Tuesday, February 10, 2009

Funds for Bank Programs May Reach an Addition $2 Trillion Bailout

Treasury Secretary Geithner unveiled a stepped-up program today to stabilize (LOL) the financial system including an initial fund of $500 billion to absorb toxic assets.

The plan includes a public-private partnership aimed at soaking up toxic assets that are in the financial system. It also includes new efforts to boost consumer lending, limit home foreclosures and provide new capital for banks.

Now, let's look at this public-private partnership whereby the government will start with an initial $500 billion to get rid of all that toxic waste that lies within the balance sheets of our financial institutions. This is the good part, especially if you are a hedge fund. As the hedge fund, the government provides you with 95% non-recourse financing (presumably very cheaply), whereby you only have to put up 5% of the face value. In return, you get a 7% coupon, which means that in one year you have recouped your investment, and in two you are making money like a madman, up 200% or more on their original risk capital. Example: You purchase $100 million of the stuff with only a 5% investment, or $5 million.
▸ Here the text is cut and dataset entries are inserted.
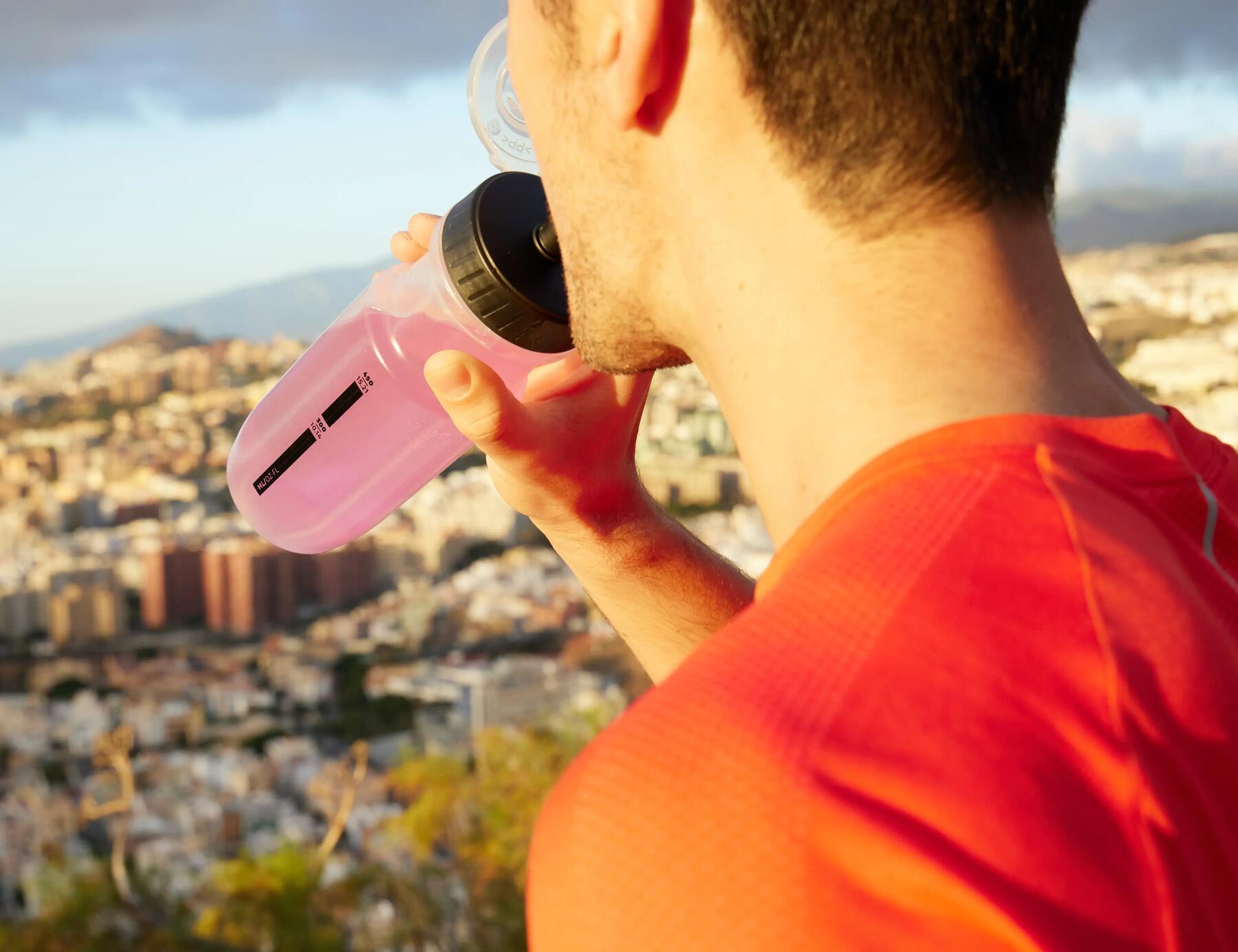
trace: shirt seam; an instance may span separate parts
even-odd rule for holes
[[[1174,938],[1167,901],[1169,884],[1165,879],[1165,870],[1156,859],[1156,853],[1151,844],[1150,831],[1148,829],[1143,813],[1143,805],[1150,796],[1149,787],[1143,768],[1139,763],[1139,758],[1135,754],[1134,745],[1130,743],[1130,738],[1123,724],[1122,678],[1118,675],[1118,665],[1113,654],[1113,641],[1109,638],[1108,625],[1106,625],[1104,618],[1101,613],[1099,599],[1097,597],[1096,586],[1093,584],[1092,561],[1084,550],[1082,537],[1078,532],[1078,524],[1075,519],[1075,513],[1071,509],[1065,493],[1062,493],[1061,488],[1054,479],[1052,470],[1055,467],[1052,448],[1045,443],[1040,443],[1035,447],[1035,451],[1036,470],[1045,489],[1057,505],[1058,515],[1062,519],[1067,537],[1071,540],[1071,547],[1075,551],[1075,561],[1080,572],[1080,588],[1082,589],[1083,602],[1087,605],[1088,620],[1091,621],[1092,634],[1096,638],[1101,657],[1104,661],[1107,693],[1106,707],[1110,719],[1110,728],[1118,738],[1118,742],[1122,744],[1127,766],[1134,781],[1130,802],[1127,805],[1127,822],[1134,828],[1135,839],[1139,843],[1139,849],[1144,857],[1144,865],[1146,870],[1144,891],[1150,891],[1155,900],[1156,922],[1161,933],[1160,948],[1177,952],[1179,946]]]

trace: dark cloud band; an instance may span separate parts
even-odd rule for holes
[[[0,130],[37,114],[251,113],[461,67],[504,0],[0,0]]]
[[[0,131],[37,114],[251,113],[307,85],[392,88],[468,62],[503,0],[0,0]],[[1234,0],[1093,0],[1097,82],[1238,78]]]

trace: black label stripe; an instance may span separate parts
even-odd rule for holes
[[[343,394],[337,396],[331,402],[331,406],[322,411],[322,421],[316,422],[314,426],[319,431],[326,432],[323,430],[323,425],[328,427],[334,426],[339,422],[339,418],[347,413],[349,409],[352,409],[353,404],[361,399],[363,395],[364,391],[361,390],[360,384],[353,381],[344,389]],[[306,428],[301,436],[292,441],[292,446],[280,453],[280,458],[271,463],[271,465],[266,468],[266,472],[254,480],[254,489],[258,490],[258,494],[262,495],[262,493],[270,489],[275,480],[284,475],[288,470],[288,467],[305,456],[305,452],[312,447],[316,437],[313,430]]]
[[[296,439],[292,441],[292,446],[290,446],[287,449],[280,453],[280,458],[276,459],[274,463],[271,463],[271,465],[266,468],[266,472],[254,480],[254,489],[258,490],[258,494],[262,495],[262,493],[270,489],[271,484],[275,483],[275,480],[279,479],[281,475],[284,475],[284,473],[287,472],[288,467],[291,467],[302,456],[305,456],[305,452],[313,444],[314,444],[313,433],[310,431],[308,427],[306,427],[305,432],[302,432],[301,436],[298,436]]]
[[[343,394],[337,396],[331,406],[322,411],[322,418],[327,421],[327,426],[334,426],[335,421],[339,420],[348,409],[361,399],[361,387],[355,383],[348,385],[348,389]]]

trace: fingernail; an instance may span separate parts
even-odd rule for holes
[[[459,360],[426,369],[426,380],[447,400],[461,400],[473,389],[473,375]]]

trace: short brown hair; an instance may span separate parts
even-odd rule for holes
[[[1089,0],[707,1],[822,210],[884,232],[942,209],[1052,207]]]

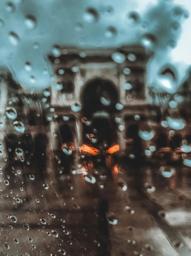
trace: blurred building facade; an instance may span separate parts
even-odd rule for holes
[[[161,255],[188,255],[170,214],[187,212],[191,199],[190,81],[165,94],[167,105],[151,105],[144,48],[61,50],[49,56],[54,79],[41,95],[1,74],[1,211],[17,216],[14,228],[28,223],[30,236],[42,229],[53,239],[31,251],[22,235],[18,251],[47,255],[49,245],[52,255],[158,255],[162,247]]]

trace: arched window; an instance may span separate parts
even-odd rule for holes
[[[61,69],[56,71],[58,88],[61,94],[72,93],[74,90],[74,73],[70,69]]]
[[[158,149],[167,147],[167,138],[164,133],[160,134],[157,139],[157,145]]]
[[[141,140],[138,134],[139,130],[138,125],[132,124],[129,126],[126,131],[126,139],[132,141],[130,144],[131,145],[130,148],[132,148],[135,153],[140,153],[142,149]]]
[[[7,135],[6,140],[6,144],[9,156],[10,158],[13,158],[16,149],[17,148],[20,147],[20,145],[18,144],[18,139],[16,135],[9,134]]]
[[[70,142],[73,141],[72,134],[69,125],[63,125],[61,126],[60,131],[62,143]]]
[[[117,111],[118,92],[111,82],[95,79],[89,82],[83,92],[84,116],[92,117],[96,112],[103,111],[112,114]]]
[[[44,134],[39,134],[36,135],[34,139],[35,161],[40,177],[44,177],[46,172],[46,147],[47,139]]]
[[[26,158],[30,159],[33,153],[33,140],[30,134],[26,134],[21,137],[21,147],[24,152]]]

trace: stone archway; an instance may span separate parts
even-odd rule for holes
[[[46,173],[46,148],[47,138],[44,133],[37,134],[34,139],[35,159],[40,178],[45,177]]]
[[[116,104],[119,95],[111,82],[99,78],[89,82],[83,92],[82,112],[87,118],[98,112],[105,112],[110,115],[117,112]]]

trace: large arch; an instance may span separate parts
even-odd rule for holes
[[[73,164],[73,154],[70,154],[71,147],[74,147],[74,138],[72,131],[70,126],[64,122],[60,126],[59,136],[60,139],[58,142],[58,150],[56,152],[56,156],[60,160],[60,162],[56,159],[57,168],[62,171],[62,174],[68,175],[70,173],[70,167]],[[63,151],[62,146],[65,145],[66,152]],[[73,149],[72,149],[72,150]]]
[[[117,111],[118,93],[111,82],[95,78],[87,83],[82,93],[83,112],[87,118],[97,111],[104,111],[112,114]]]

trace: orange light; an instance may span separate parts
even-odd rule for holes
[[[119,173],[119,170],[117,165],[115,165],[113,166],[112,171],[115,174],[118,174]]]
[[[69,148],[72,151],[74,151],[75,150],[75,148],[74,147],[74,143],[72,142],[65,142],[62,144],[62,149],[63,150],[64,147],[67,147],[68,148]]]
[[[81,147],[80,147],[80,152],[91,154],[93,156],[96,156],[100,153],[100,151],[97,149],[89,147],[86,144],[83,144]]]
[[[90,169],[93,169],[93,163],[92,162],[92,161],[90,161],[88,164],[88,168],[89,168]]]
[[[127,143],[133,143],[134,140],[133,138],[127,138],[125,140],[125,141]]]
[[[172,151],[172,149],[168,147],[161,148],[158,150],[159,152],[170,152]]]
[[[111,161],[112,158],[110,156],[105,156],[105,161],[107,167],[109,168],[111,165]]]
[[[108,149],[107,150],[105,150],[104,152],[109,154],[113,154],[114,153],[117,152],[119,150],[119,145],[114,145]]]

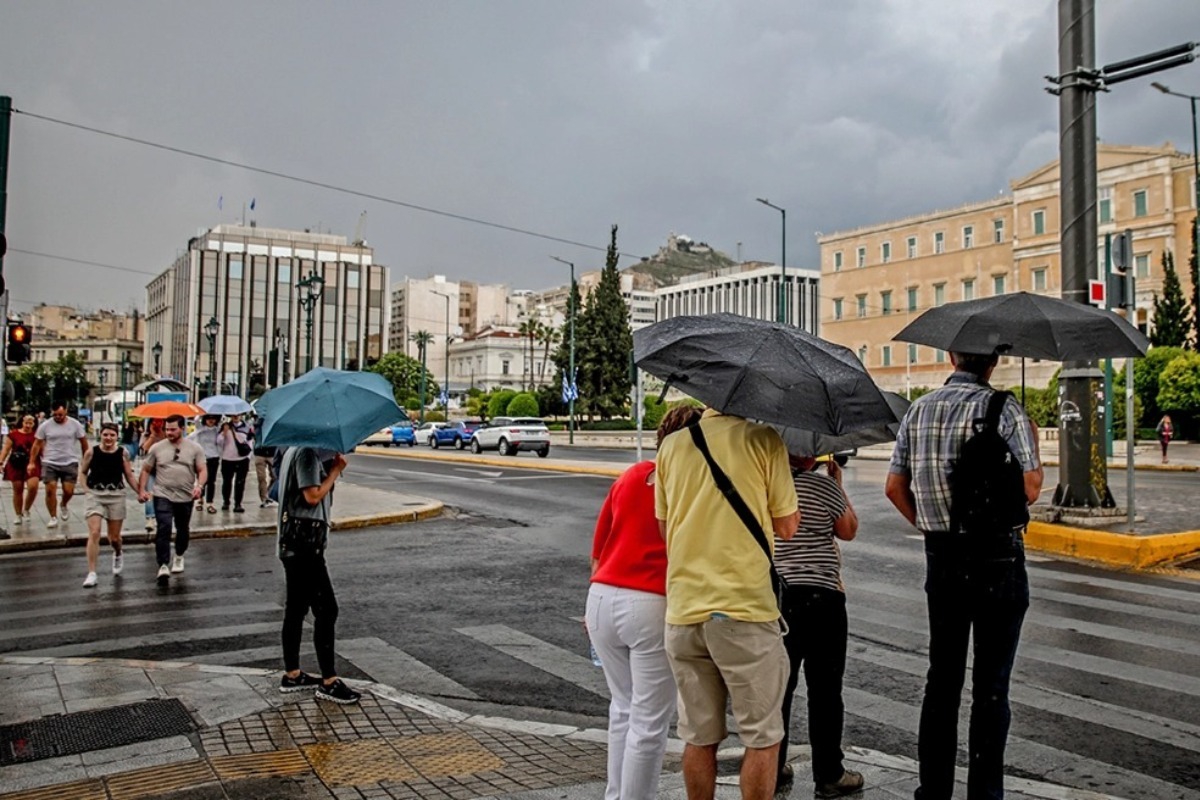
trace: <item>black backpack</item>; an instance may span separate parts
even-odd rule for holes
[[[988,411],[971,423],[972,435],[950,463],[950,533],[1004,535],[1030,521],[1025,470],[1000,435],[1000,415],[1010,392],[994,392]]]

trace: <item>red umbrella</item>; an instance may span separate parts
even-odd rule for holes
[[[166,420],[168,416],[175,416],[176,414],[184,417],[200,416],[204,414],[204,409],[192,403],[158,401],[157,403],[143,403],[130,410],[130,416],[142,417],[143,420]]]

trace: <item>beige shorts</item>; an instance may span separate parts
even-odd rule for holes
[[[787,650],[779,621],[667,625],[665,643],[679,687],[680,739],[701,747],[725,739],[727,698],[743,745],[761,750],[784,739]]]
[[[125,492],[89,492],[83,516],[125,519]]]

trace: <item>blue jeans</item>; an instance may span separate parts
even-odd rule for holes
[[[925,595],[929,604],[929,675],[920,706],[917,800],[954,794],[959,700],[974,628],[971,726],[967,742],[968,800],[1004,796],[1004,746],[1012,714],[1008,684],[1030,607],[1021,531],[988,552],[971,552],[962,537],[926,534]],[[970,541],[970,540],[966,540]]]

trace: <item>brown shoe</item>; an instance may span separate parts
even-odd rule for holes
[[[817,798],[845,798],[863,790],[863,776],[853,770],[845,770],[833,783],[817,783],[814,795]]]

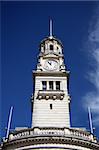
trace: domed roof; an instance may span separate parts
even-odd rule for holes
[[[52,42],[56,41],[59,45],[61,45],[63,47],[62,42],[59,39],[57,39],[56,37],[53,37],[53,36],[48,36],[48,37],[44,38],[41,41],[40,45],[44,44],[46,41],[52,41]]]

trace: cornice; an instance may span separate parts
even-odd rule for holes
[[[7,143],[4,143],[3,148],[11,147],[14,145],[14,147],[22,147],[22,146],[29,146],[29,145],[40,145],[44,144],[44,147],[46,148],[46,145],[48,144],[63,144],[64,148],[66,147],[65,144],[69,145],[76,145],[81,146],[85,148],[91,148],[94,150],[99,149],[99,145],[97,143],[93,143],[91,141],[82,140],[78,138],[74,138],[72,136],[70,137],[63,137],[63,136],[35,136],[35,137],[25,137],[22,139],[17,139],[13,141],[8,141]],[[59,148],[59,147],[57,147]]]

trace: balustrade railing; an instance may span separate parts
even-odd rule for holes
[[[72,128],[56,128],[56,129],[42,129],[42,128],[34,128],[34,129],[24,129],[19,131],[14,131],[9,135],[9,141],[22,139],[26,137],[43,137],[43,136],[61,136],[61,137],[71,137],[78,138],[83,140],[88,140],[92,142],[96,142],[96,139],[92,134],[87,131],[72,129]]]

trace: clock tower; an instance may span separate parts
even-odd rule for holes
[[[41,41],[32,97],[32,128],[70,127],[69,71],[64,64],[63,45],[52,35]]]

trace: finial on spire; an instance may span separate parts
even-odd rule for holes
[[[50,19],[50,38],[53,36],[52,19]]]

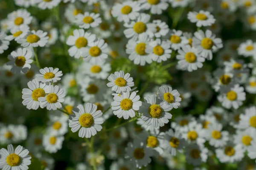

If the coupon is 6%, you receive $6 million ($100 million x 6%) at the end of the year; and, if the cash flow continues in the second year, you have some great profits. But what happens when these instruments default? (I am sure they will default.) The Treasury winds up eating the entire face value, while the hedge fund is completely off the hook and has made off with all of the coupon money in the meantime. Boy, is this a sweet deal. Wish I had a spare billion or two!